Ecco il punto chiave del discorso: «La mia storia e la mia coscienza non autorizzano nessuno a sospettare nelle mie azioni fini diversi dal bene comune». Questa frase viene detta subito dopo l’annuncio che una legge per risolvere il conflitto d’interessi sarà presentata prima della pausa estiva. La personalizzazione che attraversa tutto il discorso, quel porsi di Berlusconi come unico protagonista, unico responsabile, unico referente e giudice della sua - e, adesso - della nostra storia, ha una chiave psicologica che ormai conosciamo. Ma ne ha anche una istituzionale. Presenta qualcuno che interpreta la funzione di primo ministro come personale e presidenziale. E concepisce la responsabilità pubblica come una sorta di autocertificazione. Bassanini non aveva mai pensato di spingere così avanti il senso della sua famosa legge. Il personalismo è netto quando Berlusconi dice: diciotto milioni di italiani sapevano del mio conflitto di interessi e mi hanno votato. La frase rivela in modo chiaro una visione della vita che non passa per la rete delle verifiche e delle regole, ma unisce direttamente il leader al popolo, senza altro filtro che il gradimento. S’intende che neppure il presidenzialismo americano, la forma più piena e più estrema di potere democratico, prevede l’acclamazione come percorso verso la più alta funzione politica.
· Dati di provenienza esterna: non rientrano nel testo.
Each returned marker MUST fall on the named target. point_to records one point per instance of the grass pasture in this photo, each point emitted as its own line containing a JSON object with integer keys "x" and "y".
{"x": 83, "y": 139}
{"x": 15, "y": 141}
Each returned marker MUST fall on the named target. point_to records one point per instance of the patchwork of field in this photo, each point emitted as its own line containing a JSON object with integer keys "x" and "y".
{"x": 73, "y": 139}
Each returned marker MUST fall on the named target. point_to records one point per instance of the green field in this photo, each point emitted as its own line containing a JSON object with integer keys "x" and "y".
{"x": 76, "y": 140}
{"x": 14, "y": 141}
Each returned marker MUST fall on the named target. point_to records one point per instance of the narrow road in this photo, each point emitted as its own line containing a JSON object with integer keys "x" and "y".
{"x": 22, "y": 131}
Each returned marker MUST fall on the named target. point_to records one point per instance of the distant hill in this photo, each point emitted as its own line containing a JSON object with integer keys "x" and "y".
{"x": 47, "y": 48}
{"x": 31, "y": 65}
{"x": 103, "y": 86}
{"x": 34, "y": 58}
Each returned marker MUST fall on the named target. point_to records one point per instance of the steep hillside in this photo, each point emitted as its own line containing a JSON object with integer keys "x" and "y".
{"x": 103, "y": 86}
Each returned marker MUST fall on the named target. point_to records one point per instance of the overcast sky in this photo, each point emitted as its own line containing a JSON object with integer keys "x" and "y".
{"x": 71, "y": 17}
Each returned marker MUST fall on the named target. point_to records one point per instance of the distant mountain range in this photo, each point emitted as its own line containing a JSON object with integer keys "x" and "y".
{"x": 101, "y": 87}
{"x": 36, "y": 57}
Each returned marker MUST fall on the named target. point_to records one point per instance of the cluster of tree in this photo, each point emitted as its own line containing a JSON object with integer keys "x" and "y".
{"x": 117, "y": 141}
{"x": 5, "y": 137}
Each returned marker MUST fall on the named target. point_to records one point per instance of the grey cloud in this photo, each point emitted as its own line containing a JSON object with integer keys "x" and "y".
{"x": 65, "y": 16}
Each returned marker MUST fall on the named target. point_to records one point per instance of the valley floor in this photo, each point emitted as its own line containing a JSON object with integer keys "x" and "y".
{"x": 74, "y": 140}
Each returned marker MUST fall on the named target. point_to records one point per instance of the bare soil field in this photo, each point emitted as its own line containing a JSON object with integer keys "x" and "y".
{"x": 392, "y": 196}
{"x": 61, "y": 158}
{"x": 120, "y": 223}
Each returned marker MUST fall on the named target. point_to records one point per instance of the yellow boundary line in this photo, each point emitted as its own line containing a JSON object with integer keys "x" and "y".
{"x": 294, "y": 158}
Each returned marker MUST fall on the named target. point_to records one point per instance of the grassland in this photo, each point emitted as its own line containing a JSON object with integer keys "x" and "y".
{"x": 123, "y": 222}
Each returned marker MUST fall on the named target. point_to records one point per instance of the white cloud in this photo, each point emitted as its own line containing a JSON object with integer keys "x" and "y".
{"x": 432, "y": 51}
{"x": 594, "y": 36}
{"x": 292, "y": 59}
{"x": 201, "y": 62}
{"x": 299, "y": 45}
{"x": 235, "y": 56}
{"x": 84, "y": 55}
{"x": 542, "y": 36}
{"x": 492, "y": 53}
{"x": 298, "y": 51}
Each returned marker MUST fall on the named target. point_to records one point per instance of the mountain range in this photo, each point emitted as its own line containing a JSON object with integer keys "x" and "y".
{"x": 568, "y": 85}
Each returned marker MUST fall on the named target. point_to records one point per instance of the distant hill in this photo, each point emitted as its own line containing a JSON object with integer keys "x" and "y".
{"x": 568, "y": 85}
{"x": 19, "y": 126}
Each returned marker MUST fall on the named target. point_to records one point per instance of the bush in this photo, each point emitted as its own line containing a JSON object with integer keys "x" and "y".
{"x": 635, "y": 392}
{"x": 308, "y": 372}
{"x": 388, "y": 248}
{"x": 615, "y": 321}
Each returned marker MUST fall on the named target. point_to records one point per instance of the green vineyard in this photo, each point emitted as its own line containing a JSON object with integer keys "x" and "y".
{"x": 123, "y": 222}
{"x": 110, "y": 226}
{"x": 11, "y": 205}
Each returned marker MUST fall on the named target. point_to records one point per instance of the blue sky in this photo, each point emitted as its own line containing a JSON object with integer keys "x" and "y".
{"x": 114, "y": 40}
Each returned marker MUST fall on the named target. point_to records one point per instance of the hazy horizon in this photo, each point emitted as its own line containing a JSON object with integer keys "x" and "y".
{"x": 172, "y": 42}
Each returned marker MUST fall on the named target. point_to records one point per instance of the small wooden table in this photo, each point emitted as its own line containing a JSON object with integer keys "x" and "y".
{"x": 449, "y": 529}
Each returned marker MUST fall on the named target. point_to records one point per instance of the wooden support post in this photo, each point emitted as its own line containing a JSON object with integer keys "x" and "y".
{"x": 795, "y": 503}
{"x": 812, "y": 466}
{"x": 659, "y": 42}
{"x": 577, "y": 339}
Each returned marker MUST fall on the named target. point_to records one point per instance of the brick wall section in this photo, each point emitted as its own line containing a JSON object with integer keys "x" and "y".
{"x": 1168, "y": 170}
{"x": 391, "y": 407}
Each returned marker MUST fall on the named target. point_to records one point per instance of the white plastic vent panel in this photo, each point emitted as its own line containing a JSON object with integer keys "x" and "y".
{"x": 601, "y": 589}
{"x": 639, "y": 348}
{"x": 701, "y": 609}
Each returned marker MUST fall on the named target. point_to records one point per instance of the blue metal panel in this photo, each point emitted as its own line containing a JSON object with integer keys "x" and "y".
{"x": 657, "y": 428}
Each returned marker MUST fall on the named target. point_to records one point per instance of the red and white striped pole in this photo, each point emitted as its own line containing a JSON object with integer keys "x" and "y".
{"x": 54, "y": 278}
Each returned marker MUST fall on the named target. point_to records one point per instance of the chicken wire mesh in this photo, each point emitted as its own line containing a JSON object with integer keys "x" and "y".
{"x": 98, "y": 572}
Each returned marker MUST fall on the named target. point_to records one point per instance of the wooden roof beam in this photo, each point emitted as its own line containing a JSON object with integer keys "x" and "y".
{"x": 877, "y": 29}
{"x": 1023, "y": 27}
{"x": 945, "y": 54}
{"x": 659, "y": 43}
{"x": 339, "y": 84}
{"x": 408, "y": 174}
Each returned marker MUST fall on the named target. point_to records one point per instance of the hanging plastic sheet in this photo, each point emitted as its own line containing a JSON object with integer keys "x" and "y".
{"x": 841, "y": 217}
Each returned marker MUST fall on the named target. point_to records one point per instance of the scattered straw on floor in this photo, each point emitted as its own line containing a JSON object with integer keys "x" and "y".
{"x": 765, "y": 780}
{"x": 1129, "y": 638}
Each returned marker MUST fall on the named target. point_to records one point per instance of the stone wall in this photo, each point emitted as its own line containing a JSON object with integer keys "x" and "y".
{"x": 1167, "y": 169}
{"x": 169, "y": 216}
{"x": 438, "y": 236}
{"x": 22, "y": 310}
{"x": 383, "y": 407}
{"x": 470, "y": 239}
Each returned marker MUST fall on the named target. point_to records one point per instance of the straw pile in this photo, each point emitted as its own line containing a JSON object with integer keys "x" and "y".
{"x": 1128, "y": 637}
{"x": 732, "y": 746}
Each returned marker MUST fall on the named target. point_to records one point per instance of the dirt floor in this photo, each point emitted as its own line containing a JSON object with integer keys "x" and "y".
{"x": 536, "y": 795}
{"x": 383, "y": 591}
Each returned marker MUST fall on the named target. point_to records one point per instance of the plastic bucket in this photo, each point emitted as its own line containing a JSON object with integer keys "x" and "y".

La politica è tutta vincoli e «check points» e regole. Ma questo discorso, come tutti gli interventi importanti di Berlusconi, ci dice che non è la politica il territorio che lui sta attraversando e di cui vuole avere il controllo. Ciò che lui cerca, come è tipico del mondo della comunicazione e di quello della vendita, è la nostra persuasione e adesione. È un incontro di menti, di immaginazione e di desiderio, come nei culti. Lo scontro (vedi la severità perentoria della frase dedicata a chi sospetta in lui «fini diversi dal bene comune») riguarda chi tenta di sottrarsi a questo incontro, che altrimenti sarebbe benevolo. Spiega la complessa armoniosità di ogni altra parte del discorso, che dice e contraddice. Ogni frase è una concessione bilanciata da un limite, ogni benevolenza è frenata da un ammonimento, ogni tolleranza dall’indicazione di un posto di blocco. L’uomo che sta parlando al Senato pone se stesso in un punto che sta al di fuori di un normale ufficio pubblico, al di sopra di noiosi limiti che infatti lo irritano quando deve occuparsene. Il fatto che qualcuno non stia al gioco gli sembra incredibile, oggettivamente odioso. Non ne fa una offesa personale. Lo giudica come un difetto grave di chi non vede. Per questo, a tratti il discorso è generoso. Non quando stronca la riforma della scuola, o quando evoca solennemente i punti sacri del suo contratto. Ma in tutte le altre frasi che puntano a un riscatto dei cespugli di miscredenti. Se diciamo del discorso al Senato che è ancora un discorso elettorale, è perché crediamo di averne colto il vero senso. La vita è comunicazione, la buona comunicazione persuade, la persuasione elimina e assorbe l’opposizione, e il programma (il miracolo) è fatto.
I discorsi che seguono (così simili a quelli che precedono) ce lo confermeranno.